Speaking of symptoms, the main symptom of scabies is itching. As a parasite, scabies gets under people's skin, literally. The mites burrow into human skin, causing an allergic reaction which is what causes the itching. For whatever reason, the itching tends to be worse in children and at night time.
The itching can also be accompanied by a blistery rash. Some hotspots on humans where scabies symptoms are most likely to occur are:
- between the fingers, on the palms, and on the inside of the wrists
- on the outside of the elbows and on the inside of the armpits
- around the waist and belly button
- on the butt
- on women's breasts
- on men's genitals
Unfortunately for Canada, the recent outbreak in Quebec is the second hospital case in recent months. Just in March, CBC reported that the Red Deer Regional Hospital Centre reported a scabies outbreak that potentially put 200 ICU patients at risk.
In that case, Alberta Health said that any patients who had been in their intensive care unit between October 6, 2018 and March 5, 2019, were at risk. They said they contacted all 200 of those patients directly.
At both of the hospitals were scabies outbreaks have occurred appropriate measures have been taken to prevent any further spread of the parasite.
The good news is that scabies isn't typically deadly but it won't go away on its own.

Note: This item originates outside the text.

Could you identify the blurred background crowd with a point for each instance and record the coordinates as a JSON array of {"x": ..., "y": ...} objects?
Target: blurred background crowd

In order to cure scabies, people are usually given a specific cream or ointment which is then applied to the entire body from the neck down. While the cream will likely kill the mites, people will be itchy for two to four weeks afterwards as that's how long the allergic reaction can last.
On top of using the cream, people with scabies are advised to clean any clothes, bedding, and linens that they may have used or touched prior to starting treatment. It's also suggested to clean and vacuum any rooms they may have been in.